ROW DTLA at 777 S. Alameda St. is made up of six buildings and includes 65 retail and restaurant locations and 1.3 million square feet of creative office space. Companies that have moved into the complex include Adidas, Gimbal Inc., co-working company Spaces, and advertising and graphic design studio Williams Corsi & Associates.
At Mateo, at 10250 Constellation Blvd., has 130,000 square feet of retail and up to 100,000 square feet of office space. It is home to the USC Roski School of Art & Design’s new MFA Design Campus, and Soylent Co. has also moved in.

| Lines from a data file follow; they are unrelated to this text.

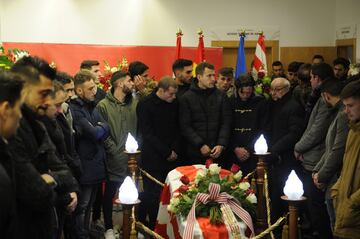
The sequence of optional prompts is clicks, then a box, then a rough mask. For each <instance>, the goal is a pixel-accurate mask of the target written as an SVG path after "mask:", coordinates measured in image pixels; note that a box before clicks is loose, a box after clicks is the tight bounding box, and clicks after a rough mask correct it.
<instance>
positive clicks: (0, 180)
mask: <svg viewBox="0 0 360 239" xmlns="http://www.w3.org/2000/svg"><path fill="white" fill-rule="evenodd" d="M216 70H217V71H215V68H214V66H213V65H212V64H210V63H208V62H203V63H200V64H198V65H197V66H196V69H195V75H196V76H195V77H193V62H192V61H191V60H187V59H178V60H176V61H175V62H174V63H173V66H172V71H173V74H174V77H170V76H164V77H163V78H161V79H160V80H159V81H154V80H153V79H150V78H149V76H148V75H149V67H148V66H147V65H146V64H145V63H143V62H140V61H134V62H131V63H130V65H129V68H128V71H122V70H120V71H116V72H114V73H113V74H112V76H111V79H110V83H111V88H110V89H109V90H108V91H107V92H105V91H104V90H103V89H101V88H100V87H99V82H100V79H101V77H102V74H101V71H100V68H99V62H98V61H96V60H85V61H83V62H82V63H81V65H80V70H79V71H78V72H77V73H76V74H75V75H74V76H71V75H69V74H67V73H65V72H59V71H56V69H54V68H52V67H51V66H50V65H49V64H48V62H46V61H44V60H43V59H40V58H38V57H33V56H25V57H23V58H21V59H20V60H18V61H17V62H16V63H15V64H14V65H13V66H12V68H11V69H10V70H2V71H1V72H0V136H1V138H0V195H1V196H0V238H4V239H5V238H6V239H8V238H9V239H10V238H46V239H47V238H49V239H60V238H66V239H72V238H79V239H83V238H84V239H87V238H92V236H93V235H92V233H91V232H92V231H93V230H98V231H102V233H103V236H104V237H105V238H106V239H114V238H118V237H119V235H118V233H117V231H116V230H115V229H114V225H113V218H112V216H113V202H114V201H113V199H114V198H116V197H117V191H118V189H119V187H120V185H121V184H122V182H123V180H124V178H125V176H126V175H127V174H128V173H127V161H128V156H127V155H126V154H125V152H124V151H125V142H126V139H127V135H128V133H129V132H130V133H131V134H132V135H134V136H135V138H136V139H137V141H138V142H139V145H140V147H139V149H140V150H141V156H140V157H139V166H140V167H141V168H142V169H143V170H145V171H147V172H148V173H149V174H151V175H152V176H153V177H155V178H156V179H158V180H159V181H161V182H164V181H165V179H166V176H167V174H168V172H169V171H170V170H172V169H174V168H176V167H178V166H183V165H193V164H204V163H205V161H206V160H207V159H209V158H210V159H212V160H213V161H214V162H215V163H218V164H219V165H221V166H222V167H223V168H230V167H231V165H232V164H233V163H235V164H238V165H239V166H240V168H241V170H242V171H243V174H244V175H246V174H247V173H250V172H253V171H254V169H255V167H256V163H257V159H256V157H255V156H254V143H255V141H256V140H257V138H258V137H259V136H260V134H264V136H265V138H266V140H267V143H268V146H269V152H270V153H271V155H270V156H268V157H267V158H266V162H267V167H268V170H269V185H270V186H269V187H270V198H271V207H272V215H271V216H272V220H273V221H276V220H277V219H278V218H279V217H281V216H283V215H284V214H285V213H286V212H287V207H286V204H285V203H284V202H283V201H282V200H280V196H281V195H283V192H282V190H283V187H284V185H285V181H286V179H287V177H288V175H289V174H290V171H291V170H295V171H296V173H297V174H298V176H299V177H300V179H301V181H302V182H303V184H304V191H305V193H304V195H305V196H306V197H307V201H306V203H305V204H306V205H304V206H303V207H302V208H301V210H300V221H301V225H302V230H303V231H304V235H306V236H308V237H309V238H359V235H360V176H359V175H358V174H357V172H358V171H359V169H360V74H359V72H360V65H354V66H352V67H350V63H349V61H348V60H346V59H344V58H337V59H335V60H334V61H333V64H332V65H329V64H327V63H325V62H324V59H323V57H322V56H320V55H316V56H314V58H313V59H312V62H311V63H303V62H292V63H290V64H289V65H288V69H287V70H286V71H285V69H284V68H283V64H282V63H281V62H280V61H275V62H273V63H272V72H271V74H270V77H271V85H270V98H267V97H264V96H263V95H261V94H258V93H256V91H255V90H254V88H255V84H256V78H257V75H253V74H252V73H248V74H243V75H240V76H239V77H238V78H237V79H234V72H233V69H232V68H231V67H223V68H221V69H216ZM143 187H144V192H142V193H140V200H141V204H140V205H139V209H138V219H139V220H140V221H142V222H143V223H145V225H147V226H148V227H149V228H150V229H154V227H155V224H156V217H157V212H158V207H159V200H160V199H159V197H160V192H161V189H162V188H161V187H160V186H159V185H158V184H156V183H155V182H154V181H152V180H150V179H149V178H147V177H143Z"/></svg>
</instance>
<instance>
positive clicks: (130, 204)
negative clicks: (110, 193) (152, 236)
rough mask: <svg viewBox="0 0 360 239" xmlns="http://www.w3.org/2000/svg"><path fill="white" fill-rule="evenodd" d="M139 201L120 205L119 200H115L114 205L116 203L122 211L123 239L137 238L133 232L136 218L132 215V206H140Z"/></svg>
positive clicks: (134, 216) (135, 206)
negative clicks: (114, 203)
mask: <svg viewBox="0 0 360 239" xmlns="http://www.w3.org/2000/svg"><path fill="white" fill-rule="evenodd" d="M140 202H141V201H140V200H139V199H138V200H136V202H134V203H132V204H127V203H122V202H120V200H119V199H116V200H115V203H118V204H120V205H121V206H122V209H123V226H122V231H123V238H124V239H136V238H137V232H136V230H135V222H136V217H135V214H134V210H133V209H134V206H135V207H136V206H137V205H139V204H140Z"/></svg>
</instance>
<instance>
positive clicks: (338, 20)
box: [335, 0, 360, 62]
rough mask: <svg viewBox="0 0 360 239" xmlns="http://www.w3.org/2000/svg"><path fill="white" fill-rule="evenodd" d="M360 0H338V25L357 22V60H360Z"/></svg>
mask: <svg viewBox="0 0 360 239" xmlns="http://www.w3.org/2000/svg"><path fill="white" fill-rule="evenodd" d="M359 11H360V1H359V0H336V15H335V16H336V18H335V19H336V22H335V24H336V26H338V25H342V24H356V27H357V30H356V32H357V34H356V35H357V36H356V38H357V40H356V61H357V62H360V12H359Z"/></svg>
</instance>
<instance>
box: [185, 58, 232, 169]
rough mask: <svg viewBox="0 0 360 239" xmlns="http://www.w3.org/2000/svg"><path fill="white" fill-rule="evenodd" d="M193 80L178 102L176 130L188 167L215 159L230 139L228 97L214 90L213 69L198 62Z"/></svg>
mask: <svg viewBox="0 0 360 239" xmlns="http://www.w3.org/2000/svg"><path fill="white" fill-rule="evenodd" d="M196 77H197V79H196V80H195V81H194V82H193V84H192V85H191V87H190V90H188V91H187V92H186V93H185V94H184V95H183V96H182V97H181V99H180V114H179V117H180V127H181V132H182V133H183V136H184V138H185V139H186V141H187V142H186V147H187V148H186V153H187V156H188V159H189V160H190V163H191V164H199V163H200V164H204V163H205V160H206V159H208V158H209V157H211V158H213V159H218V158H219V157H220V155H221V154H222V153H223V150H224V148H225V147H226V146H227V144H228V142H229V138H230V127H231V120H232V117H231V109H230V103H229V101H228V97H227V96H226V95H225V93H223V92H221V91H220V90H219V89H217V88H216V87H215V68H214V66H213V65H211V64H209V63H207V62H202V63H200V64H199V65H198V66H197V67H196ZM219 163H223V162H219Z"/></svg>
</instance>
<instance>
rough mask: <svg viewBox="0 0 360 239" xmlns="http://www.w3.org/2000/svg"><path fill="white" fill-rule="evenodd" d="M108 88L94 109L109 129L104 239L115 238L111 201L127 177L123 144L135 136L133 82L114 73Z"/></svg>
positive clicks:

“The critical mass of employees in that area is going to increase exponentially and will be really good for businesses — all the restaurants, all the small shops that have been popping up,” said Chris Penrose, a first vice president at CBRE Group Inc.
Lots of Warner Music employees have already been going to ROW DTLA, he said.
Jack Livingston, a research analyst at Avison Young Inc., said big tenants like Warner, Spotify and WeWork “opened the floodgates” to attract other tenants to the area.
‘Never been hotter’
One of the reasons the Arts District has been so enticing to large companies, brokers say, is the availability of large floorplates that are difficult to find in other part of L.A.
Most of these spaces come from old industrial buildings, but “turning industrial buildings into office buildings is not an easy task,” said Josh Gorin, vice chairman and branch manager at Savills Inc.
Penrose said that while there are certainly large blocks of space available in the Arts District, there is only one 100,000-square-foot-plus spot left. Some buildings, he said, will start construction later this year and add to the square footage.
Griffin anticipates more large tech and media companies coming to the area.
Experts agree that the Arts District is showing no signs of slowing down.
“It’s never been hotter,” Penrose said. “The main buildings in the Arts District have been leased up. More and more tenants are going to be coming to the area. I think the ROW is going to be extremely successful in the next couple quarters, and we are going to see more retail pop up to serve all the new employees that are going to be coming to the area.”